How zvec's Write-Ahead Log (WAL) Ensures Data Durability

zvec guarantees durability by appending every mutation to a crash-recoverable WAL with CRC checksums before applying changes to in-memory structures, ensuring no committed data is lost even after system crashes.

The Alibaba zvec vector database engine relies on a robust write-ahead log (WAL) mechanism to provide strong durability guarantees for every document mutation. Before any INSERT, UPDATE, UPSERT, or DELETE operation becomes visible to readers, zvec serializes the change to an append-only WAL file protected by CRC32C checksums. This design ensures that even if the system crashes immediately after a write, the committed data can be fully recovered during the next startup.

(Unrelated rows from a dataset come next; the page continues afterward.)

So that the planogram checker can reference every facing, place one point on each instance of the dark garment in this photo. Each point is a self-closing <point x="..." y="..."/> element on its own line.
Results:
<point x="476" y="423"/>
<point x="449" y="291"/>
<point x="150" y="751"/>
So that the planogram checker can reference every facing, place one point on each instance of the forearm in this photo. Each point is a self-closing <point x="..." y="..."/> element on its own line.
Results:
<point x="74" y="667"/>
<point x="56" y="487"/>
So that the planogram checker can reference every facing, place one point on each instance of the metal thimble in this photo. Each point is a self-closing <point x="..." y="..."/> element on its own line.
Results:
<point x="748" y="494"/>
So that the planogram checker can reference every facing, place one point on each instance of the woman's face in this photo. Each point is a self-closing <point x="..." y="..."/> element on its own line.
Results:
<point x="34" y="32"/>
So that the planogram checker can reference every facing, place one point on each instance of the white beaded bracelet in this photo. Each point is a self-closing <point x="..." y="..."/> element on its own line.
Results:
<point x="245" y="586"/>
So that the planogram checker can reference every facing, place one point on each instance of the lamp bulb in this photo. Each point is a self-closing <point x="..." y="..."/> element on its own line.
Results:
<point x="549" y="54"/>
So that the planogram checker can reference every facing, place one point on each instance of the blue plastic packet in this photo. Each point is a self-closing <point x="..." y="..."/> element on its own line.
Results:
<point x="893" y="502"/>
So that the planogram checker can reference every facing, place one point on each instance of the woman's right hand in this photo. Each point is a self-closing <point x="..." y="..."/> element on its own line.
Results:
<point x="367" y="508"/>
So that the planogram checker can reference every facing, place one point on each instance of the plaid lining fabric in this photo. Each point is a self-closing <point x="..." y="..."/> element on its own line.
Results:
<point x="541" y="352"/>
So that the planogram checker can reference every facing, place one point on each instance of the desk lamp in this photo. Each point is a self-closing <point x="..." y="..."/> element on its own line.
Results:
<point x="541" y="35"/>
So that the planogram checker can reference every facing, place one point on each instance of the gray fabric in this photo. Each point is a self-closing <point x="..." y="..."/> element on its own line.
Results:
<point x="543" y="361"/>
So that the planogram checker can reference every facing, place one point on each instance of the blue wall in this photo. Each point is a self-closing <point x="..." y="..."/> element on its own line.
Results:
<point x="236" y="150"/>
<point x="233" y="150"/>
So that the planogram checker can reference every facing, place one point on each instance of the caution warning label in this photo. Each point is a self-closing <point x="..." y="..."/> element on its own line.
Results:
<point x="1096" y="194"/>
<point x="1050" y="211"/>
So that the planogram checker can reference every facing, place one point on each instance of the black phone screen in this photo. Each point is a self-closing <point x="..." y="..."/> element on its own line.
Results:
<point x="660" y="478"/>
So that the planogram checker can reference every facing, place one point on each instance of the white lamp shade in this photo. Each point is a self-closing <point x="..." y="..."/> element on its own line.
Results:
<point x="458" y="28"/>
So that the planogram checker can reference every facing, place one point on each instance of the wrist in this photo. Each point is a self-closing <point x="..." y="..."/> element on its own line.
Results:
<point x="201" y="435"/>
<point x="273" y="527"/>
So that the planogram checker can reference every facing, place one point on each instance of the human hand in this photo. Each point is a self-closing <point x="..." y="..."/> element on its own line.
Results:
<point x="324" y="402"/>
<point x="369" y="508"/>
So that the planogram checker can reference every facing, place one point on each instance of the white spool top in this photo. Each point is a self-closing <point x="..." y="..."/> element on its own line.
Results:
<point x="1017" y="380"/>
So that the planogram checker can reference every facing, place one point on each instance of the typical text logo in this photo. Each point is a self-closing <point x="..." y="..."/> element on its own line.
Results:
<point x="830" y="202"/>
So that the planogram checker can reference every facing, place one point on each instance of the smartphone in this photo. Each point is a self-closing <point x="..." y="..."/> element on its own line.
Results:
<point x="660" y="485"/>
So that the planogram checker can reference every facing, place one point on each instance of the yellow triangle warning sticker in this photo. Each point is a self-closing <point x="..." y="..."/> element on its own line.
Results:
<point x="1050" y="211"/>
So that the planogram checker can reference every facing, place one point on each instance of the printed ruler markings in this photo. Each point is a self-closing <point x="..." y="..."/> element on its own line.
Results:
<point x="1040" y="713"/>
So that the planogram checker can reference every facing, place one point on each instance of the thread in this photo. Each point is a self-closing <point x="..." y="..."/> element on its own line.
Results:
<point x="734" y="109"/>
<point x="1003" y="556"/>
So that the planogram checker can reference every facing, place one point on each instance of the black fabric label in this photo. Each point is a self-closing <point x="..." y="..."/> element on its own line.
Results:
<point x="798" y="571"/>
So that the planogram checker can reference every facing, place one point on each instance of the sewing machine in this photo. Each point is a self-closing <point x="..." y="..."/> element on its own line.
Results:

Core WAL Architecture and File Structure

WAL File Creation and Path Management

Every segment in zvec maintains its own dedicated WAL file. When a segment initializes its write-ahead log, SegmentImpl::open_wal_file() invokes WalFile::Create to instantiate a LocalWalFile. The file path is constructed via FileHelper::MakeWalPath, generating a file named *.wal in the segment's directory.

This separation ensures that WAL files are never overwritten in-place—only new records are appended—providing a linear history of mutations that can be replayed sequentially.

Record Format and CRC Protection

Each mutation is wrapped in a WalRecord structure before hitting the disk. In LocalWalFile::append, the system constructs a record containing three fields: length (payload size), CRC32C checksum, and payload (the serialized document bytes).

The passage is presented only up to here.